Sustainable data-handling and analysis methodologies for the IRNC networks
The goal of this IRNC Special Project is to identify and support the measurement priorities of the International Research Network Connections community.
Principal Investigator: kc claffy
Funding source: OCI-0963073 Period of performance: March 1, 2010 - February 28, 2014.
Project Summary
Effective Internet measurement raises daunting issues for the research community and funding agencies. Improved understanding of the structure and dynamics of Internet topology, routing, workload, performance, and vulnerabilities remain a disturbingly elusive priority, in part for lack of large-scale distributed network measurements available to scientific researchers. Ironically, even the research community networks struggle to make progress on these essential obstacles to cyberinfrastructure research. The data dearth is understandable. Measurement of operational Internet infrastructure involves navigating more complex and interconnected dimensions (logistical, financial, methodological, technical, legal, and ethical) than measurement in most scientific disciplines. CAIDA has been navigating these challenges with modest success for fifteen years, collecting, coordinating, curating, and sharing data sets for the Internet research and operational community in support of Internet science.
We propose three concrete contributions to the IRNC community's measurement efforts: to foster and distill discussion of how to best make IRNC data and statistics available, to adapt two CAIDA measurement technologies for IRNC community needs, and to experiment with two innovations in data-handling procedures applied to existing IRNC measurements. We will accomplish the first task by organizing and hosting a series of workshops, including half-day workshops at IRNC PI meetings to discuss IRNC measurement priorities and identify how CAIDA and other researchers can support them. In between IRNC PI meetings we will have 2-day annual workshops dedicated to measurement activities, to build on and extend previous efforts of the IRNC measurement group and explore in depth how the community can make better use of perfSONAR, metadata, and other data-handling and data-protection technologies.
Second, we propose to improve two CAIDA measurement technologies we already know can better serve the IRNC community: (1) We will upgrade our traffic reporting software to be IRNC-friendlier, by adding functionality to recognize IPv6 and DNSSEC, support anonymization and aggregation for privacy protection, and read data formats used by the majority of the IRNC operators, such as netflow output from routers. (2) We will (optionally) install, deploy, and manage IPv6-capable active measurement nodes at each interested IRNC site. IPv6 Internet reachability measurements are of particular interest since available data suggests the educational and government-supported communities are deploying IPv6 before the commercial sector.

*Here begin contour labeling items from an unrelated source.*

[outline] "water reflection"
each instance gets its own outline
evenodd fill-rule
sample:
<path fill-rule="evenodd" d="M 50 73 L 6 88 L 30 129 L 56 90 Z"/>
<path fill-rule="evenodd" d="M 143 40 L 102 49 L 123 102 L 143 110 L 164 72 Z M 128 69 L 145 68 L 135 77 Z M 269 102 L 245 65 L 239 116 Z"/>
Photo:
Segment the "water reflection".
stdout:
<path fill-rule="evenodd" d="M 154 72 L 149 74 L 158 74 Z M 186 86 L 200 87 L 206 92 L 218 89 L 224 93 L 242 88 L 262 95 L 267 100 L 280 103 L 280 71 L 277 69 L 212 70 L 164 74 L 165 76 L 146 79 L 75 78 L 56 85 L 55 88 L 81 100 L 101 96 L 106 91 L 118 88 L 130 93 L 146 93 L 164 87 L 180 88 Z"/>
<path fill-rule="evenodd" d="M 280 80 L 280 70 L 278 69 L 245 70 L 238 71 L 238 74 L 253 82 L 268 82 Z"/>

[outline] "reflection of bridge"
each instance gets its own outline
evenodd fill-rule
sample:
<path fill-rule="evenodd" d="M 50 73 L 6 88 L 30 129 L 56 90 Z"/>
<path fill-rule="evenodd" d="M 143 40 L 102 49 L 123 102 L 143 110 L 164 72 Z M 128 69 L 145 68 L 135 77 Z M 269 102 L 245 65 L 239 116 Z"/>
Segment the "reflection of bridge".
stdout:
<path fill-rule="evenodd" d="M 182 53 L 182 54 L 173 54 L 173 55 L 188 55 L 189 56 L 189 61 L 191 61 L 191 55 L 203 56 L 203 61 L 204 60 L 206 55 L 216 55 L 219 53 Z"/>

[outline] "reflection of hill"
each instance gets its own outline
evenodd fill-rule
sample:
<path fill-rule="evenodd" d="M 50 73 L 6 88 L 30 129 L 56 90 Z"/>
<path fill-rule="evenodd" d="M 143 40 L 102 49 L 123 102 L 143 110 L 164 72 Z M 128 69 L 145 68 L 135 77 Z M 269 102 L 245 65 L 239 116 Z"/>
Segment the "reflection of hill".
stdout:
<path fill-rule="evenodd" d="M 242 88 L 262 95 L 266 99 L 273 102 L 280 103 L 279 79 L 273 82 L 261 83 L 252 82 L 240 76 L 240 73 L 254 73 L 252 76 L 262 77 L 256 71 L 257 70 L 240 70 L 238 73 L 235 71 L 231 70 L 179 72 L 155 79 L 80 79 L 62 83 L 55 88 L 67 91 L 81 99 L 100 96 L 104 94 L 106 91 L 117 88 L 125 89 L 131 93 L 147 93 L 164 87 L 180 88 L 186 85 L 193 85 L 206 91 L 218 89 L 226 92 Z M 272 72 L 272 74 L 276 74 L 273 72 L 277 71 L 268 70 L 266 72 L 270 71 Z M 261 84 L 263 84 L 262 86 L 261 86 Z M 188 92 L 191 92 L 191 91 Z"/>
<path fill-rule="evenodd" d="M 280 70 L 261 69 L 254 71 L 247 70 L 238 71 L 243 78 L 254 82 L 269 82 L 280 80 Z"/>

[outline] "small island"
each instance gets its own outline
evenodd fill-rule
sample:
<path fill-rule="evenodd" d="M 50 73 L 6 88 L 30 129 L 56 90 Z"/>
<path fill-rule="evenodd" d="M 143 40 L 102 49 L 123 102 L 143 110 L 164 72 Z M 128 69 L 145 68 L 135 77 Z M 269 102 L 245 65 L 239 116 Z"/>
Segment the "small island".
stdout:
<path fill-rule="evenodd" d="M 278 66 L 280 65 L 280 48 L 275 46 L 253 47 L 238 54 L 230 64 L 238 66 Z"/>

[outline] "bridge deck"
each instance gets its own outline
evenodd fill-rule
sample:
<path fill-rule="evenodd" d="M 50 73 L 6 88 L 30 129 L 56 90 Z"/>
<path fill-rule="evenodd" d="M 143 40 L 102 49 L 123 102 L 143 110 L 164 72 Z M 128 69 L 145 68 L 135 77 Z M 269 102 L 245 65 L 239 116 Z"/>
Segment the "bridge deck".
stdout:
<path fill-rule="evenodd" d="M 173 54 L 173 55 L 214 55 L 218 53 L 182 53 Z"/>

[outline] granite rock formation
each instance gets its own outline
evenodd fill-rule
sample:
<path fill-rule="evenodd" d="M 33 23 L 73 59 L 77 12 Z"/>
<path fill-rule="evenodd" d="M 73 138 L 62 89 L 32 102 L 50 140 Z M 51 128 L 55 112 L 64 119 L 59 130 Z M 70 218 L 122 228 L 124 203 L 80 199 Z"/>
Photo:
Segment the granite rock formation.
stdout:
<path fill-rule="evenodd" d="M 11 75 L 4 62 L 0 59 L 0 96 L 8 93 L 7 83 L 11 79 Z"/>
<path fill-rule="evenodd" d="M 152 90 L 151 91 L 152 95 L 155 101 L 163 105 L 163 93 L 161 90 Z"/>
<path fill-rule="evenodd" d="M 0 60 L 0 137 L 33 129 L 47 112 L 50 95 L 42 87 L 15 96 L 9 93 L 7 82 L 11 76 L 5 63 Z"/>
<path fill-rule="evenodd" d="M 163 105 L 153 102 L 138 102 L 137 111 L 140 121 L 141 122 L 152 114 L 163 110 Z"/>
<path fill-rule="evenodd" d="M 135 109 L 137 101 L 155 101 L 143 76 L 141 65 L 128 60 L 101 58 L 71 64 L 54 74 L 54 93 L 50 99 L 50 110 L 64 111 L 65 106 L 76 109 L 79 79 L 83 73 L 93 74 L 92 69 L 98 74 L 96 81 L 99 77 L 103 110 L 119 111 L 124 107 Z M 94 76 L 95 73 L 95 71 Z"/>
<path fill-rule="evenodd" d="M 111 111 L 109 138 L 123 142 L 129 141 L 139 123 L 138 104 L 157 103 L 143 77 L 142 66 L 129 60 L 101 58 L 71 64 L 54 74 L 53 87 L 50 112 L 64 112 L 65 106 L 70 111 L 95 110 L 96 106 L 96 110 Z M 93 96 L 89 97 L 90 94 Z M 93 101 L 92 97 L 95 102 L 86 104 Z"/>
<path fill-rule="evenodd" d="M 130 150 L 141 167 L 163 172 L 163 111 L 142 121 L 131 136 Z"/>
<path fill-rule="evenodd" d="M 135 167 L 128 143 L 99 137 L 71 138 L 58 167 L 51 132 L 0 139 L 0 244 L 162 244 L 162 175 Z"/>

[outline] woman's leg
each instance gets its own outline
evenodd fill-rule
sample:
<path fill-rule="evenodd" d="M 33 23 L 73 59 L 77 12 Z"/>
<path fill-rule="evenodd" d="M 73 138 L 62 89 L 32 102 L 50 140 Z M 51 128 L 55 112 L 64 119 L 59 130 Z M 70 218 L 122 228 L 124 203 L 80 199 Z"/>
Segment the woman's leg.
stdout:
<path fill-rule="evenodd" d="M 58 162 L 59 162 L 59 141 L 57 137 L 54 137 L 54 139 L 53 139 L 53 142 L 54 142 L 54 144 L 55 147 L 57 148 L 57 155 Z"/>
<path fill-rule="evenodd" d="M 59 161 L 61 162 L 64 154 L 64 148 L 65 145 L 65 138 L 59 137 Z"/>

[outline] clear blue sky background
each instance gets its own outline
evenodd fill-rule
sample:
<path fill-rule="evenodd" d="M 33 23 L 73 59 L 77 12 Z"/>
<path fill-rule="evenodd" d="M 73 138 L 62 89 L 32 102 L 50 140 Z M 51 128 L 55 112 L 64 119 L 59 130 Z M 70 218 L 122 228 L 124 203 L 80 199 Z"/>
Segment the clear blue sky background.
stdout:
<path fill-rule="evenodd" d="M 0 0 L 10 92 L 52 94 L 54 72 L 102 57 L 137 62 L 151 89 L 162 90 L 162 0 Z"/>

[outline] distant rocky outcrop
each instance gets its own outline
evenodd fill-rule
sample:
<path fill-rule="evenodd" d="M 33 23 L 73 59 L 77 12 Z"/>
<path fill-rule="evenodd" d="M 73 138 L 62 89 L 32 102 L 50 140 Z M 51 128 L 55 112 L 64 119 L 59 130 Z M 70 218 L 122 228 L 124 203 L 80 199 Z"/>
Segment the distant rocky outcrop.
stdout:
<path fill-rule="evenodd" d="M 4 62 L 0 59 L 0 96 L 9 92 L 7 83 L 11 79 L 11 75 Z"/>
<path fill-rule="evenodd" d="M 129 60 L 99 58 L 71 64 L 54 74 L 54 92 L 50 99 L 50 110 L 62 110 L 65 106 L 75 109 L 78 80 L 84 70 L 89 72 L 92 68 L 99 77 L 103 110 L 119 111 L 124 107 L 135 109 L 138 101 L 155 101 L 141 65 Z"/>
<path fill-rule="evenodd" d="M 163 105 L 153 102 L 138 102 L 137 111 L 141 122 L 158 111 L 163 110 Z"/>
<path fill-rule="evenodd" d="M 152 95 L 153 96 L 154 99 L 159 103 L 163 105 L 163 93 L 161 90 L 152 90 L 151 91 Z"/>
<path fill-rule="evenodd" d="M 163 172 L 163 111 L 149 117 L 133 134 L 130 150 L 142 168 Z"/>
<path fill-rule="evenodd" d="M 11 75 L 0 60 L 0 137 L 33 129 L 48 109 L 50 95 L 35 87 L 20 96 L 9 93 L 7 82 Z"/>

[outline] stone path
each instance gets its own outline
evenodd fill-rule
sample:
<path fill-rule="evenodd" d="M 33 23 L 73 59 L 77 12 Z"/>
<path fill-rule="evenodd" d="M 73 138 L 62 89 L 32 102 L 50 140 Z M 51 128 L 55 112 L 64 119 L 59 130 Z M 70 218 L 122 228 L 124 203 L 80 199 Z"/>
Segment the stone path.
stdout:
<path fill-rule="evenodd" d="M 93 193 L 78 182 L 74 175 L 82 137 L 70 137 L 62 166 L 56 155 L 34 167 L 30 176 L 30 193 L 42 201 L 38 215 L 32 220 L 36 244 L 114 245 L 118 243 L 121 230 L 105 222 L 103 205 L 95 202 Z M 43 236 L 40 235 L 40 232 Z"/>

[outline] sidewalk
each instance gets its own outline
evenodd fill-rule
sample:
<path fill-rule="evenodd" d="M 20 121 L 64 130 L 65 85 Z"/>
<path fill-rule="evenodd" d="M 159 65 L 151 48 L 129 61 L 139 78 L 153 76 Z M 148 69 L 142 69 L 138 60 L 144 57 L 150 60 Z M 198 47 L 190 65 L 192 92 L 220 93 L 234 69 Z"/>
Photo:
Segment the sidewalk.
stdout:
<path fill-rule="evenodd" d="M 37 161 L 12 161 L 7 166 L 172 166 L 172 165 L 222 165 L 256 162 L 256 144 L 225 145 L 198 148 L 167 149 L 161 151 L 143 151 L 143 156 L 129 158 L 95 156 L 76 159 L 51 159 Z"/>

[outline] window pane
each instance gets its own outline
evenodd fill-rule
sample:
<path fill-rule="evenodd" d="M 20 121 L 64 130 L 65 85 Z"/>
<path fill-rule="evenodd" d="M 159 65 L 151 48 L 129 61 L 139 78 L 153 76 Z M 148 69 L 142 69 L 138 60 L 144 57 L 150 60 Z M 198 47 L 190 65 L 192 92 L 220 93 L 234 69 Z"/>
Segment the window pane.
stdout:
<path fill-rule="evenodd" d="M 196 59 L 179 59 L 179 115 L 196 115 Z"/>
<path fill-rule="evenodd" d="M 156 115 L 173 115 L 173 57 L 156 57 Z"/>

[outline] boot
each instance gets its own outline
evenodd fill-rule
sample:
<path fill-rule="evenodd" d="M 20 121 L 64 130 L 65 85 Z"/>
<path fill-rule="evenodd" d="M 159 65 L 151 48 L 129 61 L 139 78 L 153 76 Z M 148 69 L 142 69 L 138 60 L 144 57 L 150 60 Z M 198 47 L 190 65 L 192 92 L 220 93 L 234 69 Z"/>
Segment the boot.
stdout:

Third, we propose to apply two innovations in data-handling procedures to existing IRNC measurement data. The first is a recently proposed framework for privacy-sensitive data sharing, to apply to data not appropriate for public posting, but explicitly requested through designated channels to use in clearly defined research. Second, we propose to illustrate our community building effort with a landmark reporting deliverable: a prototype of a "Bureau of Internet Statistics" report, hopefully inspiring other network infrastructure communities to join in this effort.
Intellectual merit. The proposed work will help IRNC operators better understand their networks by making more effective use of data they already collect as well as newer technologies for measurement and visibility of their networks. The data, tools, and distillations resulting from this effort will be made available to researchers using a privacy-sensitive sharing framework and will advance research in a number of sub-disciplines of network science.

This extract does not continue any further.